My first thought was that there was an issue with the indexes after a rebuild.... nope, rebuilt all indexes, and it was still causing issues.

My next thought was that there was an issue in the WebService layer that the site uses to communicate with the data layer... nope, worked fine on test.

Borked Upgrade? Nope, redid the upgrade (and it worked fine on the test system).

Additional Settings in the web.config causing timeouts? Nope, compared the configs.

DB Connections not being disposed of correctly?

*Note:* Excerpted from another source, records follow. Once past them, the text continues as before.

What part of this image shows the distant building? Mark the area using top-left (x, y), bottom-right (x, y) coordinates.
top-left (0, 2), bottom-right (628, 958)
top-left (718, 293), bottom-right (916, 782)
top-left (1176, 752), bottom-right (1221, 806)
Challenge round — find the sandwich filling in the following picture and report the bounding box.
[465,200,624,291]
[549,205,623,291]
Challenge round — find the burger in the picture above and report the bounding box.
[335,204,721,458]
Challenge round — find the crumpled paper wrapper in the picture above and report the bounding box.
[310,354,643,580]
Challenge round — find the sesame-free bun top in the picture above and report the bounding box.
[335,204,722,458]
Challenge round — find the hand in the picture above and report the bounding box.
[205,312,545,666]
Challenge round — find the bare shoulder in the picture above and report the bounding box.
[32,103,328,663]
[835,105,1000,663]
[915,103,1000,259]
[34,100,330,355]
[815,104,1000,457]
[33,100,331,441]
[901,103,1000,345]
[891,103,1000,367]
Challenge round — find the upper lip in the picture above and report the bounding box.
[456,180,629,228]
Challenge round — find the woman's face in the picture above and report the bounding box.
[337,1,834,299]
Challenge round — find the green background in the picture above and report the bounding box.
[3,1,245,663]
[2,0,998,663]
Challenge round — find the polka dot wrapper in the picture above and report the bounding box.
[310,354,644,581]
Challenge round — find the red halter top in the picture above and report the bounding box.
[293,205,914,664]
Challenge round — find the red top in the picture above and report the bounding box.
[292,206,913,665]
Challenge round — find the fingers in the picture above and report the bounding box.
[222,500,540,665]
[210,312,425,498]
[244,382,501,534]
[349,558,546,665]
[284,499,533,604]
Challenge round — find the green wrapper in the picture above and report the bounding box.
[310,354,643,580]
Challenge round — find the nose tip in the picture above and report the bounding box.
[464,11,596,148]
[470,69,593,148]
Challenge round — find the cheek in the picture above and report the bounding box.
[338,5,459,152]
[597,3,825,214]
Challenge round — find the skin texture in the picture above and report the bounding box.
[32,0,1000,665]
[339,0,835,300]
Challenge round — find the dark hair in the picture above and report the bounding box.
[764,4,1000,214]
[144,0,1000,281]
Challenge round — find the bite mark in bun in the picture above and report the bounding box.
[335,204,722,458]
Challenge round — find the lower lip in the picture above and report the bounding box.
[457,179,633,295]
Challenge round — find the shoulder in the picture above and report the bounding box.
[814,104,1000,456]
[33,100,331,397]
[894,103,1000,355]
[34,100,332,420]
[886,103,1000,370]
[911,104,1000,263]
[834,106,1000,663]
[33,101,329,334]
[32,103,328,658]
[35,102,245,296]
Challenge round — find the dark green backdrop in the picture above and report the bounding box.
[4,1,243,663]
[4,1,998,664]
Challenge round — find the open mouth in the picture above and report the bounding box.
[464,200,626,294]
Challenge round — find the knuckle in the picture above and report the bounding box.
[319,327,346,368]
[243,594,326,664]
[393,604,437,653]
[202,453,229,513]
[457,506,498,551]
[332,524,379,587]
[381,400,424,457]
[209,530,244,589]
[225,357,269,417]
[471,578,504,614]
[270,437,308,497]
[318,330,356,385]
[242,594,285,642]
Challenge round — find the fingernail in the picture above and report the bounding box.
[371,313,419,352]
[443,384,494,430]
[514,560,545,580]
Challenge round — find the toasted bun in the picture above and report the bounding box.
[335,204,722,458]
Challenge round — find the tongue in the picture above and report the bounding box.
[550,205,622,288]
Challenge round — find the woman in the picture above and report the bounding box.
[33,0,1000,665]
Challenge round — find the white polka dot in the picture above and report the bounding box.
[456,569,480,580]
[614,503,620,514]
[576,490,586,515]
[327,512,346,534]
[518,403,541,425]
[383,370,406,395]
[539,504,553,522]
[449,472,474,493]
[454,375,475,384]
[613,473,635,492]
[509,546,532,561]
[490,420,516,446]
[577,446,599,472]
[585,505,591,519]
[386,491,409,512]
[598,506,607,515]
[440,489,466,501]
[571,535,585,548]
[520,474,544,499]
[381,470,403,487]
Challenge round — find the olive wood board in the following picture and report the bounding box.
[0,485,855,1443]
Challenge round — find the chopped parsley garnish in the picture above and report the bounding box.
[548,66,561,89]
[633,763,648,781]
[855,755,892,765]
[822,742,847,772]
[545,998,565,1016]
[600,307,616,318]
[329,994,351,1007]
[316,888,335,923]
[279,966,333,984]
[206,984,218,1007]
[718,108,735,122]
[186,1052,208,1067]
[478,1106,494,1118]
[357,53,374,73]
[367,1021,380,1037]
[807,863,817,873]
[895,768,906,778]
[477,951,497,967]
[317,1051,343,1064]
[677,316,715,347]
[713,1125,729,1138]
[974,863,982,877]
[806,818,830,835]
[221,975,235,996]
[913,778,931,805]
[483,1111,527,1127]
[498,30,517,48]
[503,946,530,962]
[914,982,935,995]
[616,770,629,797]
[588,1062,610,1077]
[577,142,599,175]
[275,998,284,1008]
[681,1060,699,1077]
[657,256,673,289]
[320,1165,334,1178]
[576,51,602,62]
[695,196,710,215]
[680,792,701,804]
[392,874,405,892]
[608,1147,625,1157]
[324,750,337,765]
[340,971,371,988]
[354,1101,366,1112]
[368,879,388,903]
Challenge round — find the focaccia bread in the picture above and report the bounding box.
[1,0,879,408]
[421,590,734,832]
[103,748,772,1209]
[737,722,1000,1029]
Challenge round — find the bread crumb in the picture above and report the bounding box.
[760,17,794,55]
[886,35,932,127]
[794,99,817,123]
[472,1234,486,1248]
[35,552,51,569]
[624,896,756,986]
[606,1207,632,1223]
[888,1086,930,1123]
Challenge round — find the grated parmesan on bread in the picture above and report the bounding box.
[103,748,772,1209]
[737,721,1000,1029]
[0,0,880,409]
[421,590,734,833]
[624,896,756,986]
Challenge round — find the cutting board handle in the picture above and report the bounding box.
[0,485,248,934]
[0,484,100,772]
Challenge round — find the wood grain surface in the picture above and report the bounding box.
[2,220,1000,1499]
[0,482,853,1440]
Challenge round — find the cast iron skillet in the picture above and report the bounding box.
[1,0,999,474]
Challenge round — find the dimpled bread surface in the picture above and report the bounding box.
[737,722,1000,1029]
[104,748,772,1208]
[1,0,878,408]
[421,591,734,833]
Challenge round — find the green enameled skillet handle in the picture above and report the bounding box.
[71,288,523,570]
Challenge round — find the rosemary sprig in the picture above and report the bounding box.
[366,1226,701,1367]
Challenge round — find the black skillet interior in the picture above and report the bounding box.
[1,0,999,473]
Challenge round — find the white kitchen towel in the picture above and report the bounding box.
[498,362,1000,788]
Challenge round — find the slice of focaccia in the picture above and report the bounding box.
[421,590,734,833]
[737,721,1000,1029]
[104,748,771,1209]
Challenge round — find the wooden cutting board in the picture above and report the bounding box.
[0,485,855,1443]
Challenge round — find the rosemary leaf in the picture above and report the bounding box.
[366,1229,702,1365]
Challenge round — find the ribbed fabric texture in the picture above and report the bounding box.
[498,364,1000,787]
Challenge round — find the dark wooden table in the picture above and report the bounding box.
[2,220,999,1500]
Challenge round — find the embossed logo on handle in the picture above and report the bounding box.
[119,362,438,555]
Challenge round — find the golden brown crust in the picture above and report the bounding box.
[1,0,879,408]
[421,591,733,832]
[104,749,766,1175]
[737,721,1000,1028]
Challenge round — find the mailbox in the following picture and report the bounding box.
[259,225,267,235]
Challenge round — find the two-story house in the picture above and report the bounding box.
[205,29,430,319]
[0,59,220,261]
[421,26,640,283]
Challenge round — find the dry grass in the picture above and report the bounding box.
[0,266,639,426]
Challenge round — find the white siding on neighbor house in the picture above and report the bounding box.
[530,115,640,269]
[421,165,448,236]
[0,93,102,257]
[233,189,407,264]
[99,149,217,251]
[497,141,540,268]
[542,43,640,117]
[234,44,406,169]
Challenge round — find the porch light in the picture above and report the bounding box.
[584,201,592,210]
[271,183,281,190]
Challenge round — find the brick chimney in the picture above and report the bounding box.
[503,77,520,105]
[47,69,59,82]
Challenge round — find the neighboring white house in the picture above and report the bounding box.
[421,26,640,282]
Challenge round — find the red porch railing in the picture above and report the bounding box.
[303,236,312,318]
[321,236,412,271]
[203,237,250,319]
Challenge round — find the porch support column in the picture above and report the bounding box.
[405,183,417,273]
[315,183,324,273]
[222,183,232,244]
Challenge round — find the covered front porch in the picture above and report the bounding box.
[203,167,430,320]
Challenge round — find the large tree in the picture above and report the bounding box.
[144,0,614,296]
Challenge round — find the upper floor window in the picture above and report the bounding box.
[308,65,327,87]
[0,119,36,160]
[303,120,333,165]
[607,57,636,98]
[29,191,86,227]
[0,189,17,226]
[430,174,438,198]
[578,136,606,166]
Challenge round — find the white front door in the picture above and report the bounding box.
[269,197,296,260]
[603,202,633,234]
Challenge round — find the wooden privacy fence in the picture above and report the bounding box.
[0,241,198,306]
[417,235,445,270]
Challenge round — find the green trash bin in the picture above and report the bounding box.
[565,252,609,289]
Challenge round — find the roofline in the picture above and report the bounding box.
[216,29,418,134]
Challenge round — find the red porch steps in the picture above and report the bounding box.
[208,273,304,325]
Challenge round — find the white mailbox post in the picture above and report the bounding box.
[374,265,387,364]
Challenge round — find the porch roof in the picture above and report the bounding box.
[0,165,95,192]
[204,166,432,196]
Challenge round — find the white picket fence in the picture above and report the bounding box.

Nope, took it into single user mode and back again.

Data issue with the amount of data (mismatched with a smaller dataset in test)... nope, restored the database over the test database...

So in hopes of replicating the issue in a place where I could step through the code, the live database was restored into an isolated place, and the code base copied... nope, search is now working fine on this installation.

An issue with the database engine itself? Nope, restored the database onto the same DB server and App server, search works fine on this installation.

I'd like to mention that by this point, we're on the second day, and I'd dropped everything as I couldn't think about anything else... it was like a drug, and I was completely addicted...

I started to think of completely off the wall ideas like dropping all the data and re-inserting, or restoring data from before the upgrade, I was getting desperate... So we decided that if we didn't find a fix by 4pm (currently around 12pm), we would stop the site, backup the database, restore it to another location, and repoint the site to it. This would solve the problem (as it's the same as we've done to test it), but was by no means a solution. This gave me a new burst of enthusiasm, and I always feel that if you have a fallback plan, and a deadline, the solution presents itself faster.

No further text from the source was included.